Justification: Each step type can be tested independently. Adding a new step type requires adding one elif branch without touching other patterns.


5. Contract Schemas

Rule JSON Schema

{
  "rules": {
    "header": [
      {
        "id": 1,
        "name": "topic-must-be-tutorial",
        "type": "header",
        "query": "ms.topic",
        "flag": "value",
        "operation": "==",
        "value": "tutorial",
        "level": "Required",
        "mitigation": "Set ms.topic: tutorial in the front matter."
      }
    ],
    "body": [
      {
        "id": 2,
        "name": "must-have-h1",
        "type": "body",
        "query": "/html/body/h1",
        "flag": "count",
        "operation": "==",
        "value": "1",
        "level": "Required",
        "mitigation": "The document must have exactly one H1 heading."
      }
    ]
  },
  "workflows": [
    {
      "name": "Check ms.topic",
      "steps": "S-1,1-E",
      "level": "Required",
      "fix": "Set ms.topic: tutorial in the front matter."
    }
  ]
}

Schema notes:

  • id accepts strings (coerced to int at load time for backward compat)
  • level and mitigation are optional on rules; defaults: "Required", ""
  • Workflow steps accept both S-1,1-E and (S,1)(1,E) formats; normalised at load

Pydantic Models (domain/models.py)

Model Role
RuleModel Single rule (input contract, frozen)
RulesSection Header + body rule lists; validates no duplicate IDs
WorkflowModel Workflow step sequence (normalises step format on load)
RuleSetModel Top-level rule set file schema
ParsedDocument Immutable parsed document (frozen dataclass)
ValidationResult Single rule evaluation outcome (output, frozen)
ScanReport Aggregated scan results (output, frozen)
WorkflowResult Single workflow execution result (output, frozen)

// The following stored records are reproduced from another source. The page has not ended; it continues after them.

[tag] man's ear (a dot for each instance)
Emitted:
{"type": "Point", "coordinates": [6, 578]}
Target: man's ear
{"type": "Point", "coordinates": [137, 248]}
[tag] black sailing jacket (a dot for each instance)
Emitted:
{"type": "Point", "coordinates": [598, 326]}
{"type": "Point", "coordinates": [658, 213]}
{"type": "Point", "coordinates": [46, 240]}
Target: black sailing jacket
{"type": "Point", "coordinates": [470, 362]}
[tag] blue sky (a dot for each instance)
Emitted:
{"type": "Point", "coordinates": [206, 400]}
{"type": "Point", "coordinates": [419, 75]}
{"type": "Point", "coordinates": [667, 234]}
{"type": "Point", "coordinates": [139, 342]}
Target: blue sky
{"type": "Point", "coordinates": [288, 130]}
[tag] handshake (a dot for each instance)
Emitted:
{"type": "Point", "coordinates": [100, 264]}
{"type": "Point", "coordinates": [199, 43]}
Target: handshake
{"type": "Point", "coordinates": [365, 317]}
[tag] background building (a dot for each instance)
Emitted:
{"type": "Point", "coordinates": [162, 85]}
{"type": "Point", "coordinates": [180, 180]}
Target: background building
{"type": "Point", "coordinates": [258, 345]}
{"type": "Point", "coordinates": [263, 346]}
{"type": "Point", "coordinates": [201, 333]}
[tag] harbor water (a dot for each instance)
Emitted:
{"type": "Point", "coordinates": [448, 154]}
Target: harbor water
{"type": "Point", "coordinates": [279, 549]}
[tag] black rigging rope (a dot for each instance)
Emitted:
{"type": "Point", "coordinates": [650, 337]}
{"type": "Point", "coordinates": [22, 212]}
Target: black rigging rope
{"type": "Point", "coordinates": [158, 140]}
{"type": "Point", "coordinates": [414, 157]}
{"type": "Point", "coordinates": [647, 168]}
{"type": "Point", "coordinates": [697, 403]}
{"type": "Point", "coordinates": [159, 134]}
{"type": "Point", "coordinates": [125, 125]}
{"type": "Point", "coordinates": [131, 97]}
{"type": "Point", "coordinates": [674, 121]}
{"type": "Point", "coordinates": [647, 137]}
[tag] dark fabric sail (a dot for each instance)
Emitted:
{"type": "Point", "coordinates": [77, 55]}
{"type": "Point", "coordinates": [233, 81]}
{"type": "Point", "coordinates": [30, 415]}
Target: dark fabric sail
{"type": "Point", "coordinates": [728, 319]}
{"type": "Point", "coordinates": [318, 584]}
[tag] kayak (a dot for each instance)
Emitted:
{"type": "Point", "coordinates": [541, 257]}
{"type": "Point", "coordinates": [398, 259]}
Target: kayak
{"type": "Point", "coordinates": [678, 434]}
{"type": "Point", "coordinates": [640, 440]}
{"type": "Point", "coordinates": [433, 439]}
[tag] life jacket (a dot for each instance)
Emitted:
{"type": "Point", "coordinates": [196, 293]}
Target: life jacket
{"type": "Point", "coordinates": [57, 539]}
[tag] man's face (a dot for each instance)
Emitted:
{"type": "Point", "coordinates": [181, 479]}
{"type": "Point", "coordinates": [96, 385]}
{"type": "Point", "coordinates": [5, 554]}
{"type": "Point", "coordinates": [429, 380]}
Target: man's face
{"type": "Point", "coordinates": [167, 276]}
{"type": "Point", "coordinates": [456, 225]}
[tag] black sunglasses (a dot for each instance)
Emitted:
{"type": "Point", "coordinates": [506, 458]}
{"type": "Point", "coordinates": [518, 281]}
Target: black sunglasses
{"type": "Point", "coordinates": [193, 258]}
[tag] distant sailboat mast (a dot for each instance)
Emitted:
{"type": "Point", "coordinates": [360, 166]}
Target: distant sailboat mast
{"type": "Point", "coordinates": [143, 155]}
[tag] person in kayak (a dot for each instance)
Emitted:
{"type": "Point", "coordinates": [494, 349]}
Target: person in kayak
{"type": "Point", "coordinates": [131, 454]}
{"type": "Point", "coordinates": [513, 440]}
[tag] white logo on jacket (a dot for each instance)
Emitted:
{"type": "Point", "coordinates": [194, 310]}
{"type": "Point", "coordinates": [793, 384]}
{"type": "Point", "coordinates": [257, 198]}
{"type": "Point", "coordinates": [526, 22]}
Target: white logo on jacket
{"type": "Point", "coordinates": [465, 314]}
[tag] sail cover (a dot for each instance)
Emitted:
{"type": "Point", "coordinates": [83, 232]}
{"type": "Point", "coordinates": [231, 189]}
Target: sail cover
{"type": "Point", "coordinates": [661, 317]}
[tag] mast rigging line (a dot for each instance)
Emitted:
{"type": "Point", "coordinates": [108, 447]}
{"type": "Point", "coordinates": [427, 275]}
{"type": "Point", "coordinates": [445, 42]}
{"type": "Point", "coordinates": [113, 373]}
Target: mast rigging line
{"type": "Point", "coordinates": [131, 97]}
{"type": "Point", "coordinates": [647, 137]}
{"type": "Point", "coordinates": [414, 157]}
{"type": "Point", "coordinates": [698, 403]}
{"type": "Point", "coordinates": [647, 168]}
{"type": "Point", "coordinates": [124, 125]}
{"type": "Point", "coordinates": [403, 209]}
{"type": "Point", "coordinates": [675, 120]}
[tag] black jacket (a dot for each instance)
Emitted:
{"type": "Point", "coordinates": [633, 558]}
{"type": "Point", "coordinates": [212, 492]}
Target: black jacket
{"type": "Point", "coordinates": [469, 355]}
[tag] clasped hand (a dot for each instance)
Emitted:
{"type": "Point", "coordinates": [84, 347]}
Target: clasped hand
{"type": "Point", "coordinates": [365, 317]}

6. Workflow Step Language Reference

A workflow is a string of comma-separated <source>-<target> tokens. Twelve patterns are recognised:

Pattern Example Meaning
S-N S-1 Start: load rule N as the initial state
N-D 1-D Rule N result becomes the decision point
M-D M-D Merge state becomes the decision
T-N T-2 If decision is True, load rule N
F-N F-3 If decision is False, load rule N
T-R T-R If decision is True, reverse (negate) it
F-R F-R If decision is False, reverse (negate) it
N-M 2-M Rule N exits into merge state
M-N M-3 Merge state exits to rule N
M-E M-E Merge state ends the workflow
N-E 4-E Rule N result ends the workflow
N-N 1-2 Both rules must pass

Example — simple rule check:

S-1,1-E

Example — conditional branch:

S-1,1-D,T-2,F-3,M-E

(Rule 1 is the decision; if True run rule 2, if False run rule 3, then end.)


7. Operator Reference

Token Name Signature Notes
== Equal str == str Strips whitespace before comparing
!= Not equal str != str Strips whitespace before comparing
> Greater than int > int Both operands coerced to int
< Less than int < int Both operands coerced to int
[] Contains value in result Case-insensitive
[: Starts with result.startswith(value)
:] Ends with result.endswith(value)
r Regex re.search(value, result) Python regex, DOTALL mode
l Length len(result) < int(value) True if shorter than threshold
s Sentence count sentences <= int(value) Body rules only, uses NLTK
p<N> Part of speech pos_tag[N] == value e.g. p1 checks word 1

8. Adding a New Operator

  1. Add a function op_myflag(result: str, value: str) -> bool in markdown_validator/domain/operators.py.
  2. Register it: OPERATOR_REGISTRY["myflag"] = op_myflag.
  3. Add a unit test in tests/unit/domain/test_operators.py.
  4. Document it in this table.

No other changes are required.


9. Known Limitations

  • NLTK data required: punkt_tab and averaged_perceptron_tagger_eng must be downloaded before POS/sentence rules can run.
  • YAML front matter required: All .md files must begin with a --- block; plain Markdown without front matter is rejected.
  • XPath on flattened HTML: The document body is rendered as standard HTML by the markdown library. The outline-based DOM described in the original README (where H3 is a child of H2) is not implemented; the DOM is flat. XPath queries must use positional predicates (e.g., //h2[1]) instead of structural nesting.
  • Concurrent scanning: Scanner.validate_directory() processes files sequentially; parallelism is left to the caller (e.g., concurrent.futures).